You may want to take whatever action you can to help, including donating to the various relief funds available to help refugees. But it’s also important to take care of yourself, maintaining your own health so that you’ll continue to be able to help in the future. With that in mind, take a page out of Abrams’ article in which she cites evidence-based advice on avoiding the trauma of war from afar.
“Keep things in perspective.” There are different ways to keep things in perspective, and one way is to understand the historical context of a problem. Anxiety can result from a feeling that a problem appeared out of nowhere. Ukraine has long struggled with its effort to be independent, and understanding the history of that struggle may help.

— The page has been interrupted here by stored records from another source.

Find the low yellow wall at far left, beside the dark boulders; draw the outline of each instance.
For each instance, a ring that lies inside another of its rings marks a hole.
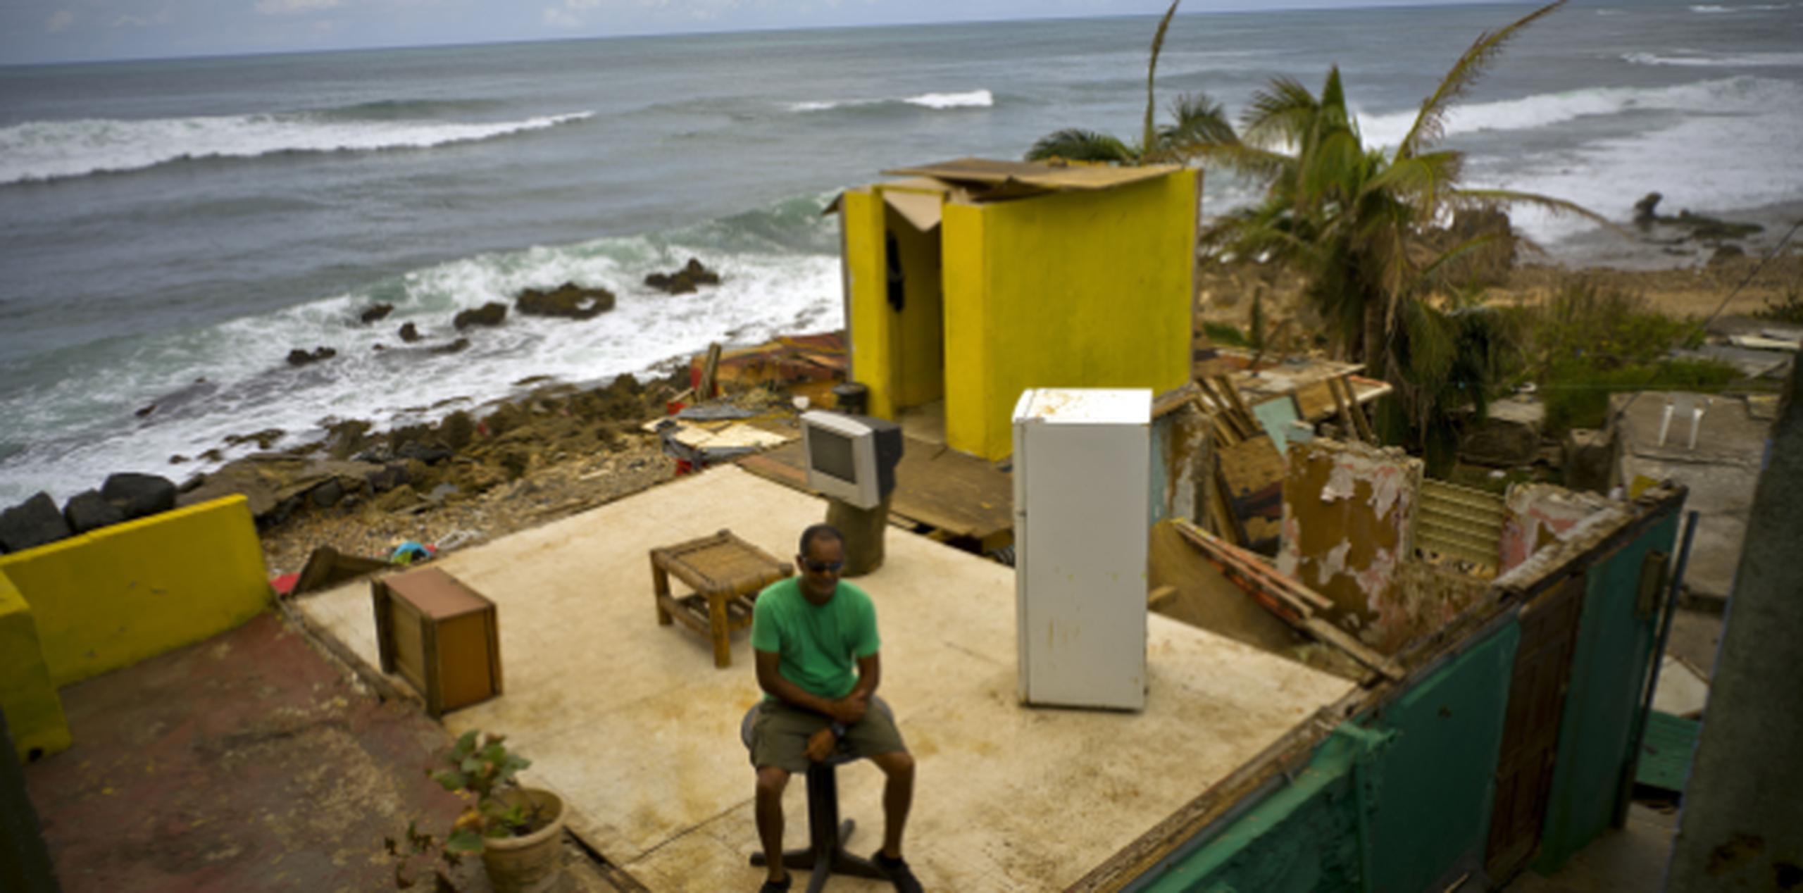
[[[269,604],[243,496],[0,557],[58,687],[231,630]]]

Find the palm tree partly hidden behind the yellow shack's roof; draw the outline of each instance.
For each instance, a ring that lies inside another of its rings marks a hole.
[[[1194,146],[1217,144],[1233,139],[1233,123],[1219,103],[1206,94],[1185,94],[1170,105],[1172,123],[1156,126],[1158,101],[1154,94],[1154,76],[1158,74],[1158,54],[1165,49],[1165,32],[1170,29],[1177,4],[1172,0],[1165,18],[1158,22],[1152,34],[1152,60],[1145,70],[1145,126],[1136,143],[1102,133],[1098,130],[1066,128],[1046,133],[1026,152],[1026,161],[1089,161],[1111,164],[1159,164],[1183,162]]]

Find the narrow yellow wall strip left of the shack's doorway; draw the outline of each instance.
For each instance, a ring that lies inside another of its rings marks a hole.
[[[883,198],[874,189],[846,189],[838,220],[846,236],[844,258],[851,350],[851,379],[871,391],[871,415],[896,415],[896,314],[889,308],[883,267]]]

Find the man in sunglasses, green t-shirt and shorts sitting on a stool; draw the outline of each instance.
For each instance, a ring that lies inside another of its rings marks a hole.
[[[914,758],[894,718],[869,709],[882,678],[876,606],[856,585],[840,583],[846,538],[831,525],[801,534],[799,577],[772,583],[752,612],[752,649],[764,704],[752,723],[752,765],[757,767],[757,837],[770,879],[763,893],[790,888],[783,868],[783,788],[810,761],[840,745],[869,758],[887,776],[883,848],[871,859],[896,889],[918,891],[920,880],[902,859],[902,828],[914,799]],[[851,667],[856,662],[856,675]]]

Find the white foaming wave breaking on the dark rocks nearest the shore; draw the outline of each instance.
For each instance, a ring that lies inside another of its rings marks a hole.
[[[225,437],[265,428],[283,449],[317,440],[332,419],[368,419],[377,429],[422,422],[516,395],[526,377],[590,384],[656,372],[710,341],[755,345],[777,334],[844,325],[837,218],[831,198],[793,195],[703,224],[564,245],[483,253],[386,276],[283,310],[164,332],[115,345],[63,348],[9,375],[56,384],[0,391],[0,419],[31,431],[29,444],[0,437],[0,505],[34,491],[63,500],[106,474],[139,469],[182,478],[258,449]],[[649,272],[700,258],[718,287],[664,294]],[[508,314],[496,328],[458,332],[458,310],[512,305],[521,289],[564,281],[617,294],[613,310],[584,321]],[[375,325],[357,314],[389,303]],[[413,323],[424,341],[404,345]],[[469,337],[454,354],[433,348]],[[382,345],[380,348],[377,345]],[[292,348],[330,346],[337,355],[290,368]],[[155,404],[142,419],[135,410]],[[171,462],[220,449],[220,458]]]

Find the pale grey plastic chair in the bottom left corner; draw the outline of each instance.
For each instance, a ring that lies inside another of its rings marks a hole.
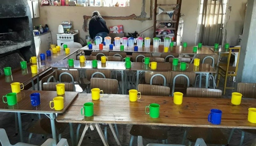
[[[36,146],[34,144],[18,142],[12,145],[8,139],[8,136],[3,128],[0,128],[0,143],[2,146]],[[47,139],[41,146],[56,146],[56,141],[52,138]],[[62,146],[62,145],[59,145]]]

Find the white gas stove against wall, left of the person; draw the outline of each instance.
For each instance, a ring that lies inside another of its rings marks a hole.
[[[57,34],[57,45],[61,46],[65,42],[78,42],[78,33]]]

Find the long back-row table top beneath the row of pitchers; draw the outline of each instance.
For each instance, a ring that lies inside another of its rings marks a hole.
[[[81,50],[89,50],[88,46],[84,46]],[[109,50],[108,46],[103,46],[103,50],[99,50],[99,47],[96,45],[92,45],[92,50],[94,51],[120,51],[120,47],[113,47],[113,50]],[[134,48],[126,47],[123,52],[135,52]],[[184,48],[183,46],[173,46],[169,48],[169,53],[179,53],[179,54],[216,54],[209,50],[208,47],[203,46],[202,48],[198,48],[197,52],[193,52],[193,46],[188,46]],[[164,53],[164,46],[159,45],[158,48],[153,48],[153,45],[150,45],[149,48],[138,48],[136,53]]]

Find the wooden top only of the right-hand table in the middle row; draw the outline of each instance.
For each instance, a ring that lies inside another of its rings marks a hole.
[[[131,70],[143,70],[143,71],[181,71],[181,72],[195,72],[195,73],[216,73],[216,70],[210,64],[200,64],[194,66],[194,64],[188,64],[188,68],[185,71],[180,70],[180,65],[173,66],[172,63],[157,63],[156,70],[152,70],[149,65],[145,65],[142,62],[132,62]]]

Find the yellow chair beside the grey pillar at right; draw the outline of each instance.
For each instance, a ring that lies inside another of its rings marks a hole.
[[[233,49],[234,49],[234,51],[238,52],[236,66],[230,66],[230,64],[229,64],[231,54],[233,53],[232,52]],[[239,56],[240,56],[240,49],[241,49],[241,47],[229,48],[227,65],[225,65],[225,66],[224,65],[223,66],[219,65],[218,66],[219,71],[218,71],[217,87],[219,87],[220,76],[225,79],[223,95],[225,95],[226,89],[234,89],[234,87],[227,87],[227,80],[228,80],[228,77],[236,77],[236,75],[237,75]]]

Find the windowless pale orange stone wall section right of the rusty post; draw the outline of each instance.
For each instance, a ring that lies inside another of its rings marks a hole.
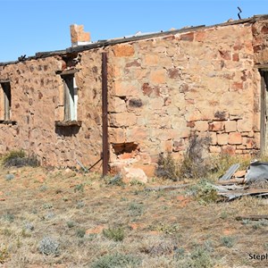
[[[152,173],[159,153],[180,157],[194,132],[211,138],[212,154],[258,151],[254,46],[249,23],[113,46],[110,141],[138,144],[132,153],[114,152],[114,168],[131,163]]]

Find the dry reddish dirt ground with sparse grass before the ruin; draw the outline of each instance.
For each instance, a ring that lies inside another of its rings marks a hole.
[[[268,221],[236,220],[268,214],[267,199],[204,204],[192,186],[146,190],[171,180],[116,184],[70,169],[1,168],[0,267],[268,267],[257,259],[268,255]]]

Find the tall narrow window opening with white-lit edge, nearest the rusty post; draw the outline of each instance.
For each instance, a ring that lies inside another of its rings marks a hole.
[[[78,88],[74,74],[62,75],[64,85],[64,121],[77,121]]]

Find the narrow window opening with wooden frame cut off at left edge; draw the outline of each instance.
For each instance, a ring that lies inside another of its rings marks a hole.
[[[4,121],[9,121],[11,118],[11,87],[10,82],[1,82],[1,110],[2,110],[2,119]]]

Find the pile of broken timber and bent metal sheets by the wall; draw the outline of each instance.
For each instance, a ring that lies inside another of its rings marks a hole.
[[[247,171],[238,171],[239,163],[230,169],[212,185],[219,196],[232,200],[242,196],[268,196],[268,163],[251,162]]]

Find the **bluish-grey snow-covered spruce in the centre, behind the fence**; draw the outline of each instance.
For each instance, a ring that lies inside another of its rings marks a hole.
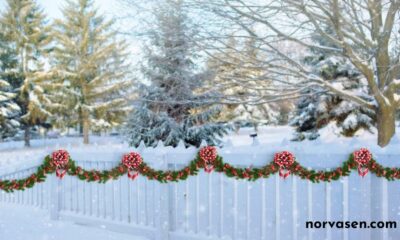
[[[133,146],[144,141],[155,146],[158,141],[176,146],[219,144],[227,133],[223,124],[212,122],[220,111],[210,100],[214,93],[203,92],[209,75],[198,72],[194,59],[194,30],[183,9],[183,2],[163,1],[155,10],[156,29],[151,33],[147,64],[143,74],[149,84],[139,88],[139,99],[125,133]]]

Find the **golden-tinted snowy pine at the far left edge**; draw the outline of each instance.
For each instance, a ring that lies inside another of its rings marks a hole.
[[[0,27],[15,63],[5,72],[17,94],[25,146],[30,146],[31,127],[44,123],[56,107],[52,105],[52,80],[44,59],[51,47],[50,28],[36,1],[7,0],[6,5]]]

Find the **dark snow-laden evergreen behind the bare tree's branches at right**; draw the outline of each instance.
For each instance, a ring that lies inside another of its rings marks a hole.
[[[334,47],[321,38],[314,38],[322,46]],[[372,101],[367,84],[354,66],[346,59],[326,54],[320,49],[310,49],[310,56],[304,61],[320,75],[337,87],[366,101]],[[345,100],[323,88],[314,87],[303,92],[296,106],[296,114],[291,121],[295,127],[295,141],[314,140],[319,137],[318,130],[330,122],[335,122],[341,135],[351,137],[360,130],[372,131],[375,126],[375,114],[371,109]]]

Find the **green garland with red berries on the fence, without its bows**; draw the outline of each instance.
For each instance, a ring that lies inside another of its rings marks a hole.
[[[207,157],[204,157],[202,155],[203,150],[215,151],[213,152],[214,156],[212,157],[210,155],[211,158],[207,159]],[[291,155],[291,153],[285,153]],[[67,164],[63,166],[63,170],[65,171],[65,174],[68,174],[69,176],[76,176],[78,179],[86,182],[106,183],[109,180],[118,179],[119,177],[129,173],[129,171],[135,171],[136,173],[146,177],[149,180],[157,180],[161,183],[167,183],[184,181],[189,176],[197,175],[200,169],[207,170],[207,167],[210,166],[212,168],[208,172],[215,170],[218,173],[225,174],[225,176],[227,177],[235,179],[245,179],[248,181],[256,181],[260,178],[268,178],[271,175],[274,175],[277,172],[280,172],[280,170],[284,169],[290,174],[296,175],[301,179],[306,179],[313,183],[318,183],[339,180],[343,176],[349,176],[352,170],[355,170],[357,168],[360,170],[360,163],[354,160],[355,153],[350,154],[349,158],[347,159],[347,161],[343,162],[342,166],[331,171],[308,170],[305,167],[301,166],[300,163],[295,161],[294,157],[293,161],[290,162],[290,165],[284,167],[282,167],[282,164],[279,164],[279,162],[274,159],[274,161],[272,161],[271,163],[260,168],[238,168],[230,165],[229,163],[225,163],[223,158],[216,154],[216,149],[213,147],[205,147],[201,149],[196,158],[193,159],[188,166],[175,171],[162,171],[153,169],[145,162],[143,162],[141,160],[141,157],[137,153],[134,154],[140,157],[140,164],[138,164],[138,167],[135,169],[131,169],[129,166],[121,162],[118,164],[118,166],[110,170],[85,170],[82,167],[77,166],[75,164],[75,161],[73,161],[69,157],[68,153],[66,153]],[[277,153],[275,155],[275,158],[277,158],[277,156],[279,157],[279,154],[281,153]],[[374,173],[377,177],[384,177],[389,181],[400,179],[400,168],[383,167],[382,165],[377,163],[372,157],[368,159],[368,161],[365,162],[362,167],[367,172],[370,171]],[[23,179],[0,180],[0,189],[6,192],[13,192],[15,190],[25,190],[28,188],[32,188],[33,186],[35,186],[36,183],[44,182],[47,175],[53,174],[57,171],[58,166],[55,163],[54,157],[48,155],[45,157],[43,164],[39,166],[36,172],[31,174],[30,176]],[[60,176],[58,174],[57,176],[59,176],[60,178],[63,177],[63,175]],[[284,176],[284,178],[285,177],[286,176]]]

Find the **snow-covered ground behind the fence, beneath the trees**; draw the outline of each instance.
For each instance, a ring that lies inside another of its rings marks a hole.
[[[400,125],[400,124],[397,124]],[[368,147],[374,152],[400,152],[400,127],[393,137],[391,143],[380,148],[376,145],[376,134],[360,131],[355,137],[346,138],[340,136],[334,124],[330,124],[320,130],[320,137],[314,141],[293,142],[293,128],[289,126],[263,126],[258,129],[257,142],[262,146],[274,147],[277,150],[282,148],[304,149],[304,151],[353,151],[357,147]],[[253,139],[249,134],[254,133],[253,128],[241,128],[238,133],[230,132],[222,141],[225,146],[249,146]],[[22,141],[0,143],[0,166],[13,162],[16,155],[29,156],[38,152],[51,152],[54,149],[64,148],[92,148],[92,147],[128,147],[128,143],[121,136],[91,136],[89,145],[82,144],[80,137],[60,137],[56,139],[35,139],[31,141],[31,148],[25,148]],[[327,148],[329,146],[329,148]],[[26,159],[26,158],[25,158]]]

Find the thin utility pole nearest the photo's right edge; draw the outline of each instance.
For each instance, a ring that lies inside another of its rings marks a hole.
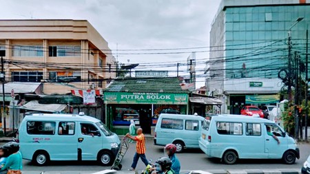
[[[308,141],[308,28],[306,30],[306,96],[305,96],[305,102],[306,102],[306,116],[304,116],[304,140]]]

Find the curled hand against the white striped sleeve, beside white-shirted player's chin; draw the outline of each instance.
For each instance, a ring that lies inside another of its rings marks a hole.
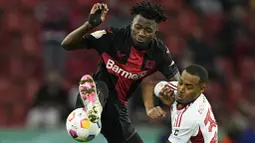
[[[169,86],[165,85],[162,90],[159,92],[159,99],[166,105],[171,105],[175,98],[174,98],[174,90],[171,89]]]

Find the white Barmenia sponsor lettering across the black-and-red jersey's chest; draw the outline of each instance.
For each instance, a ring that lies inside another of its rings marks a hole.
[[[144,72],[142,74],[134,74],[131,73],[129,71],[126,71],[124,69],[122,69],[121,67],[119,67],[113,60],[108,59],[107,63],[106,63],[106,68],[108,70],[112,70],[114,73],[119,74],[121,77],[124,77],[126,79],[131,79],[131,80],[138,80],[143,78],[147,72]]]

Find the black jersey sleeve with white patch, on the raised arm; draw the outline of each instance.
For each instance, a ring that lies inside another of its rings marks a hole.
[[[114,34],[111,29],[112,28],[107,28],[92,32],[84,36],[82,42],[84,42],[88,49],[95,49],[101,53],[107,51],[113,41]]]

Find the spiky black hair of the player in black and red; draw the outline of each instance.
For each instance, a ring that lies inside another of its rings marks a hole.
[[[161,23],[167,20],[167,17],[165,16],[165,10],[162,8],[162,5],[152,4],[151,1],[148,0],[137,2],[131,8],[132,16],[138,14],[149,20],[155,20],[157,23]]]

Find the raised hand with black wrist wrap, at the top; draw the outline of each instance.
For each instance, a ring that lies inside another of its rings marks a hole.
[[[89,23],[96,27],[100,25],[104,20],[107,12],[109,11],[107,4],[96,3],[90,10]]]

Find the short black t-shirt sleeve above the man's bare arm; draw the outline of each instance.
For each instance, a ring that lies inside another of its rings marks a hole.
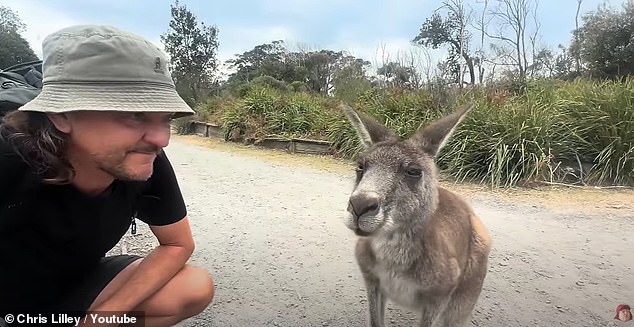
[[[148,225],[164,226],[183,219],[187,208],[165,152],[154,160],[154,172],[138,202],[137,218]]]

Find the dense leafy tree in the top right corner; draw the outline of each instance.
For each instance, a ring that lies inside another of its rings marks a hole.
[[[634,74],[634,2],[622,9],[604,6],[583,16],[571,52],[579,54],[585,74],[610,79]]]

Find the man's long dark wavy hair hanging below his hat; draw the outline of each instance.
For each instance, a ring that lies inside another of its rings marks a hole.
[[[0,139],[50,184],[68,184],[75,170],[66,157],[66,135],[42,112],[14,110],[2,118]]]

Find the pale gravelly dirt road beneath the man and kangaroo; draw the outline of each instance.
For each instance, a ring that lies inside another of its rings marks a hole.
[[[197,243],[191,263],[217,287],[213,305],[179,326],[365,326],[355,237],[342,222],[352,187],[345,163],[189,136],[166,151]],[[634,192],[563,200],[562,191],[454,188],[494,240],[473,326],[634,326],[612,319],[618,304],[634,305]],[[146,252],[154,243],[139,231],[113,252]],[[386,325],[416,326],[416,315],[388,304]]]

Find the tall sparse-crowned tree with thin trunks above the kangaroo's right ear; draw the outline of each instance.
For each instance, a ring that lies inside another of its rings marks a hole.
[[[431,46],[438,49],[443,44],[449,45],[448,63],[458,65],[450,71],[456,74],[456,79],[462,85],[462,69],[459,58],[463,58],[469,69],[470,84],[475,84],[475,68],[472,56],[469,54],[470,34],[467,31],[468,15],[464,10],[462,0],[444,2],[441,8],[449,10],[448,16],[443,18],[434,13],[420,28],[418,35],[412,40],[414,43]]]

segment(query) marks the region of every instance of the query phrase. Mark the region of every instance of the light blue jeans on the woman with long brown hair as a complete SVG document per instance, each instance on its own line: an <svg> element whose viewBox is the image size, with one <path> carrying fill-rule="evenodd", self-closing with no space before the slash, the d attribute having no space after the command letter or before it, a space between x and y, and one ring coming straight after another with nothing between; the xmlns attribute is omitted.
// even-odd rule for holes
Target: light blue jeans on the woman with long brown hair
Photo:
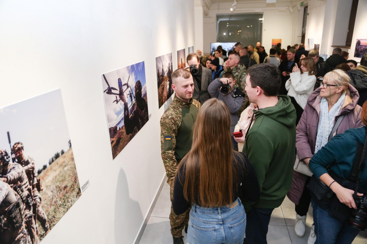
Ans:
<svg viewBox="0 0 367 244"><path fill-rule="evenodd" d="M190 244L242 244L245 229L246 213L239 198L229 207L192 204L187 232Z"/></svg>

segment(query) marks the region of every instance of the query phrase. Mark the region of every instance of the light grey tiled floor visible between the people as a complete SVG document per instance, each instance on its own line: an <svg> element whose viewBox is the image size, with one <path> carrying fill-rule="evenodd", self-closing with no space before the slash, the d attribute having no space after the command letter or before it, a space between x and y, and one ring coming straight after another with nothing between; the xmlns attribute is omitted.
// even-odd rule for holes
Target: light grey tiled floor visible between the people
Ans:
<svg viewBox="0 0 367 244"><path fill-rule="evenodd" d="M140 244L171 244L172 236L170 232L170 186L165 183L152 215L145 228ZM307 239L312 225L312 209L310 207L306 219L306 234L303 238L297 237L294 233L295 211L294 204L286 198L280 207L273 211L269 223L268 243L269 244L307 244ZM188 244L187 234L182 231L185 244ZM356 237L353 244L366 244L367 232L363 231Z"/></svg>

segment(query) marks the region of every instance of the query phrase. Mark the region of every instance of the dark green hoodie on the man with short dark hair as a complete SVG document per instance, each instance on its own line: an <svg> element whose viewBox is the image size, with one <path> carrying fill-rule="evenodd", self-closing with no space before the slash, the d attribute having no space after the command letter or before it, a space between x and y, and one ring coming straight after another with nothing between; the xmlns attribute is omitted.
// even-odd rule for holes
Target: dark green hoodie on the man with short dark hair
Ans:
<svg viewBox="0 0 367 244"><path fill-rule="evenodd" d="M254 167L261 191L257 202L241 199L247 211L252 206L279 207L291 188L297 116L288 96L278 99L275 106L254 110L256 120L246 136L243 153Z"/></svg>

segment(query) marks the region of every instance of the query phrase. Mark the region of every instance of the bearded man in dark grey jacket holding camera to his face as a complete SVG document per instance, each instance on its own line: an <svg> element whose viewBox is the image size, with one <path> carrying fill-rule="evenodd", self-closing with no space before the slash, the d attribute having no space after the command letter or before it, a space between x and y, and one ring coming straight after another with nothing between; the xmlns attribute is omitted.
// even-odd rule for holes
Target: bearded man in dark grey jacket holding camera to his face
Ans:
<svg viewBox="0 0 367 244"><path fill-rule="evenodd" d="M190 71L194 78L194 93L193 98L203 104L210 98L208 93L208 86L212 82L212 72L208 68L200 65L199 57L195 53L191 53L186 58L185 67Z"/></svg>

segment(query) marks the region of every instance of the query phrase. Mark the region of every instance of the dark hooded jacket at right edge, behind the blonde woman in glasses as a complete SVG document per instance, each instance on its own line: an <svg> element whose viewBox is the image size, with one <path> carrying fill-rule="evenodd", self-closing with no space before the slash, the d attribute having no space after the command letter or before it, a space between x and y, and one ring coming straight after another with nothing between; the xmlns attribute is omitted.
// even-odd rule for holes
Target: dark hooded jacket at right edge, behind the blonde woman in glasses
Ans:
<svg viewBox="0 0 367 244"><path fill-rule="evenodd" d="M367 100L367 67L359 65L357 68L349 70L347 74L351 79L349 83L359 93L358 105L363 106L363 103Z"/></svg>

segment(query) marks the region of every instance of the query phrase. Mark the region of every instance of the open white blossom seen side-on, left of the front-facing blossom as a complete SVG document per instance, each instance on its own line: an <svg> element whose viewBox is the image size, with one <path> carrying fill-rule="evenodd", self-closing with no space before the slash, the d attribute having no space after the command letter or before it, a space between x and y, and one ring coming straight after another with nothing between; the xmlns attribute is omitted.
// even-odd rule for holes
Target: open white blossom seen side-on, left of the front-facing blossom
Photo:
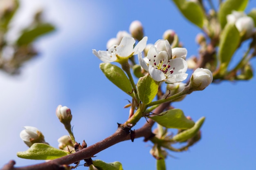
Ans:
<svg viewBox="0 0 256 170"><path fill-rule="evenodd" d="M112 46L107 51L92 50L92 53L96 55L103 62L122 62L128 60L132 55L136 55L139 51L143 51L148 37L142 38L138 44L134 46L135 40L132 37L124 37L118 46Z"/></svg>

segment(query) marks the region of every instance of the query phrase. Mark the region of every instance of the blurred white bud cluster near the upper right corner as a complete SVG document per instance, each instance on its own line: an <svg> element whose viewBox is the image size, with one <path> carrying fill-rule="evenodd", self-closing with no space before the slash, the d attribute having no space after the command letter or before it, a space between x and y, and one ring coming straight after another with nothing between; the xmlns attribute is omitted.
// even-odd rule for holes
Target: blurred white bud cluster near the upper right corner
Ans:
<svg viewBox="0 0 256 170"><path fill-rule="evenodd" d="M232 11L227 15L227 22L235 24L240 33L245 33L245 38L249 38L255 32L254 20L242 11Z"/></svg>

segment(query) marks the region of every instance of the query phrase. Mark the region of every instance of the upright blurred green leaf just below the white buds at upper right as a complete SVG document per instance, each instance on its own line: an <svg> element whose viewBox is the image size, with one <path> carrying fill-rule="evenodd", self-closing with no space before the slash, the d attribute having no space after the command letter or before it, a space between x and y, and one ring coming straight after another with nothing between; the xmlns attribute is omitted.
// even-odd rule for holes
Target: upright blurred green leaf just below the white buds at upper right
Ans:
<svg viewBox="0 0 256 170"><path fill-rule="evenodd" d="M234 55L239 43L240 33L234 24L227 24L220 35L218 57L221 64L221 71L225 72L229 62Z"/></svg>

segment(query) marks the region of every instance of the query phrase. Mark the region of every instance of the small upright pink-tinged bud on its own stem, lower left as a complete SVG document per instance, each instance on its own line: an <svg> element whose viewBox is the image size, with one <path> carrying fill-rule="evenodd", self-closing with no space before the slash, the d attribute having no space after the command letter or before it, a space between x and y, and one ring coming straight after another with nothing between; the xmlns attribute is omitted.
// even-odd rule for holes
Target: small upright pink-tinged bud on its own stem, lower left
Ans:
<svg viewBox="0 0 256 170"><path fill-rule="evenodd" d="M72 119L71 110L67 106L58 105L56 108L56 116L63 124L70 124Z"/></svg>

“Exert control where you can.” War can bring about a sense that the world is spinning out of control. To counteract that feeling, take control of yourself — from your emotions to the ways in which you spend your free time. Decide what you want to do and then do it.
“Limit your media exposure.” This is good advice for dealing with all the traumatic events of modern-day life. Although the pandemic is suddenly out of the spotlight, its effects are still quite real. The news can be overwhelming, so make a point of limiting your exposure to media.
“Seek news from credible sources.” Speaking of media, make sure to get your information from credible and unbiased sources. That means avoiding social media and the wild rantings you often find there.
“Support the people of Ukraine.” Although you need to take care of your own mental health, remember that empathy is a good thing. It’s normal and uplifting to help others. Now is the time to support well-established humanitarian agencies. You might also try to see if there is a Ukrainian community near you. They may have a more direct avenue to supporting Ukrainians back home.